Vu la procédure suivante :
Procédure contentieuse antérieure :
M. B...A...a demandé au tribunal administratif de Lille d'annuler pour excès de pouvoir l'arrêté du 1er juillet 2013 par lequel le préfet du Nord lui a infligé la sanction du blâme, de condamner l'Etat, à titre accessoire, à lui verser la somme de 20 000 euros en réparation du préjudice qu'il estime avoir subi du fait du harcèlement moral dont il aurait été victime, d'enjoindre au préfet du Nord de le rétablir dans ses fonctions de secrétaire de la commission départementale des affaires sociales et de rétablir sa décharge du vendredi afin d'accomplir sa mission de délégué du défenseur des droits.
Par un jugement n° 1305308 du 6 octobre 2015, le tribunal administratif de Lille a rejeté sa demande.

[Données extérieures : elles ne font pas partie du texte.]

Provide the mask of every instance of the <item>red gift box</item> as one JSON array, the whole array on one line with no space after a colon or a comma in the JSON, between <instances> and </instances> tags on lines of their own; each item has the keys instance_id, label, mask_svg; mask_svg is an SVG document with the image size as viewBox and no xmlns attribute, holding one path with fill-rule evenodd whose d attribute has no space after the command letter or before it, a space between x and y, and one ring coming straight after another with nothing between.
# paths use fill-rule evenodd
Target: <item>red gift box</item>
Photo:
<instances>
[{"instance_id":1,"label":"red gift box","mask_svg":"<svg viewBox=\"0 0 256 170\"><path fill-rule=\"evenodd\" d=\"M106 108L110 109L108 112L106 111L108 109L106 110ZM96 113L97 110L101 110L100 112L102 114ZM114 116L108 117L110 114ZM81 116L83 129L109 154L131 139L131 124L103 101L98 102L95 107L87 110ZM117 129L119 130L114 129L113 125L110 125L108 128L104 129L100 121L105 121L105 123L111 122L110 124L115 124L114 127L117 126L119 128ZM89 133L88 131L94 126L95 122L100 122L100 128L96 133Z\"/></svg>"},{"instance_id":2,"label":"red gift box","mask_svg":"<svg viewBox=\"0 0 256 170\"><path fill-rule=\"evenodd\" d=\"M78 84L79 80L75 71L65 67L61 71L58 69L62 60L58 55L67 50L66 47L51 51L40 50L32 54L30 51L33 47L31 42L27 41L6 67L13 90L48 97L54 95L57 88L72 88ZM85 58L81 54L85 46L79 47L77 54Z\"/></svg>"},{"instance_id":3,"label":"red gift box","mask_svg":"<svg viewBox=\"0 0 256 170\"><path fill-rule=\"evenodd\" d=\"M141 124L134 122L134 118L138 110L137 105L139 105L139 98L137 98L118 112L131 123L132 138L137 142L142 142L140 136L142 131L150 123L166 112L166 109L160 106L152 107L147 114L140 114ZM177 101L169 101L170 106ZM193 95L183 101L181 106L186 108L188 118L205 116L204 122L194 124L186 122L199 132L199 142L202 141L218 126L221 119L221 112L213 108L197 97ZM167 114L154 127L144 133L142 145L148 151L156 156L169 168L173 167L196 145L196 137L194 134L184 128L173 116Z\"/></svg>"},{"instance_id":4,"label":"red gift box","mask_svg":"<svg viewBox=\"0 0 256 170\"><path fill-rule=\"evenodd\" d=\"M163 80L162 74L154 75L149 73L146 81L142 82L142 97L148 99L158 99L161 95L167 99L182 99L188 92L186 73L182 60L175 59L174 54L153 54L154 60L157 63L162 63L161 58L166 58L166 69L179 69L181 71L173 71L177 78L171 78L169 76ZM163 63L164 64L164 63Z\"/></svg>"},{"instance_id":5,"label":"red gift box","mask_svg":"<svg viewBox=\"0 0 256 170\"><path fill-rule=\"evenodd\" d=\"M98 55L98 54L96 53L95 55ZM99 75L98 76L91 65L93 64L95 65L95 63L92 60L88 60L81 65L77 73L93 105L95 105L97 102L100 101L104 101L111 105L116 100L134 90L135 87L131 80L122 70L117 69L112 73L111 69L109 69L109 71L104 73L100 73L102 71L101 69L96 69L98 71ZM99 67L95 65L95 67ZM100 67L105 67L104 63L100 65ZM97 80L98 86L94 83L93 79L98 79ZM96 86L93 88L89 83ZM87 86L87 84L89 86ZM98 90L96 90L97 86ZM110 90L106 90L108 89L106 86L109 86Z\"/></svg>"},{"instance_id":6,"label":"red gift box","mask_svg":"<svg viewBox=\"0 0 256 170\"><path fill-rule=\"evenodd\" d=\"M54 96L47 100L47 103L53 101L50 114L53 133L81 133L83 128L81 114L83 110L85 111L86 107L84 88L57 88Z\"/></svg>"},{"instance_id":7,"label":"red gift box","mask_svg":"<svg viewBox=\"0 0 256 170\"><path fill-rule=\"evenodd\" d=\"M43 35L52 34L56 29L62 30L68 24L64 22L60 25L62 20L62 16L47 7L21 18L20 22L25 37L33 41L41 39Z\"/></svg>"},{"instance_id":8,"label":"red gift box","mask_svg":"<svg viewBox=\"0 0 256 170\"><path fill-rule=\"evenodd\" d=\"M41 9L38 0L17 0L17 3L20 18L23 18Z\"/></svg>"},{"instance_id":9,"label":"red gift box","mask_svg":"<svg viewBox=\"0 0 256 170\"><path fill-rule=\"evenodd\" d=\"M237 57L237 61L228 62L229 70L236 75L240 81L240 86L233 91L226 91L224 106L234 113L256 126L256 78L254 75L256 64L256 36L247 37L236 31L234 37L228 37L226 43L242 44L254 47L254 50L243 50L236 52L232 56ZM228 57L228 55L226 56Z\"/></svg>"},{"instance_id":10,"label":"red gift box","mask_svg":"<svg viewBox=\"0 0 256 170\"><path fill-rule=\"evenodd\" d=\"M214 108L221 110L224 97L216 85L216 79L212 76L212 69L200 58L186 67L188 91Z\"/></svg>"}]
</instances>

Procédure devant la cour :
Par une requête enregistrée le 9 décembre 2015, M.A..., demande à la cour :
1°) d'annuler le jugement n° 1305308 du 6 octobre 2015 du tribunal administratif de Lille ;
2°) d'annuler pour excès de pouvoir l'arrêté du 1er juillet 2013 par lequel le préfet du Nord lui a infligé la sanction du blâme ;
3°) d'enjoindre à l'administration de le rétablir dans ses fonctions de secrétaire de la commission départementale d'aide sociale et de rétablir sa décharge d'activité, le vendredi, pour accomplir sa mission de délégué du défenseur des droits ;
4°) de condamner l'Etat, à titre accessoire, à lui verser la somme de 20 000 euros en réparation de son préjudice moral ;
5°) de mettre à la charge de l'Etat la somme de 400 euros au titre de l'article L. 761-1 du code de justice administrative ;
Il soutient que :
- la procédure suivie préalablement au prononcé de la sanction est irrégulière ;
- la sanction est l'aboutissement logique de faits constitutif de harcèlement moral ;
- le jugement attaqué est entaché d'erreurs de droit ;
- il est également entaché d'erreurs manifestes d'appréciation ;
Par un mémoire en défense, enregistré le 4 avril 2016, le ministre des affaires sociales et de la santé conclut au rejet de la requête.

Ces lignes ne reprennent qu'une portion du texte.